One of the few TV programs I watch is "Intervention." Each episode features a person with an addiction, usually to a drug such as meth, heroin, or alcohol. In a typical, formulaic reality-TV fashion, you follow this person in his/her day-to-day living. The show climaxes when the family arranges an intervention to try to get the person to pack up right away and check into a treatment facility.
(By the way, don't you agree reality TV is totally junk yet curiously addictive at the same time? Hmm, I'm addicted to watching others being addicted. Such a paradox of life.)
I'm always astounded by the sheer beauty and luxury of these treatment centers in Intervention. Quite inevitably they're in sunny places such as Florida or California, sometimes by the beach, always spa-like. They look like the perfect place to spend my honeymoon.
In real life it costs tens of thousands of dollars to check into one of these places for a month. And no one knows for sure whether these treatment programs work because these clinics are rather secretive about their success rates. Post-treatment or aftercare services are scarce; follow-ups with their patients 3, 6, or 12 months on are practically non-existent. But anecdotal evidence suggest that patients don't stay sober for long after discharge.
In the words of Thomas McClellan, chief executive of the nonprofit Treatment Research Insititute in Philadelphia (which I quote from the New York Times, Dec 23, 2008), "You go to Shady Acres for 30 days . . . And then you're discharged and everyone's crying and hugging and feeling proud -- and you're supposed to be cured. It doesn't really matter if you're a movie star going to some resort by the sea or a homeless person. The system [of drug rehab] doesn't work well for what for many people is a chronic, recurring problem."
Imagine spending a month at a rehab center in a picturesque setting. You make new friends, you have wonderfully supportive staff, you have a daily routine that comprises physical exercise, counseling, endless walks on the beach. You may even cultivate a passion for gardening. Then you say goodbye to this fairy-tale setting and return to real life that is your family, your community. Your teenager is still giving you an "f-you" attitude (or, if you're the teenager, your parents are still driving you crazy), you're still stuck in a dead end job, and every social gathering you go to has no lack of booze to take you right back to where you were a month ago.
You get the idea. You really can't expect addicts to break their habit without changing (a) their environment and (b) their response to the stressors in their environment. Most drug rehab programs would have you believe that addiction is a disease. Yes, we know about the hereditary factors that predispose some people to addiction, and that prolonged drug use can have profound impact on the brain chemistry and structure. I also agree that detox is often a necessary first step to recovery. So I'm not arguing against the biological and physiological dimensions of substance abuse and addiction.

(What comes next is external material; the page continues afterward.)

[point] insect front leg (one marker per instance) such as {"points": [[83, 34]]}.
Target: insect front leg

But seeing addiction as a disease keeps us focused on treating the individual person, neglecting the ecology (such as family dynamics) that maintains the disease or the person's psyche that prevents him/her from using adaptive coping skills. An important skill to learn, for example, is emotional regulation. A person without this capacity is likely to want to escape from them whenever they threaten to overpower this person. In the quest to escape one's emotional pain, if the spa-like comfort house by the beach is not within reach, the bottle (or syringe) would once again look immensely promising.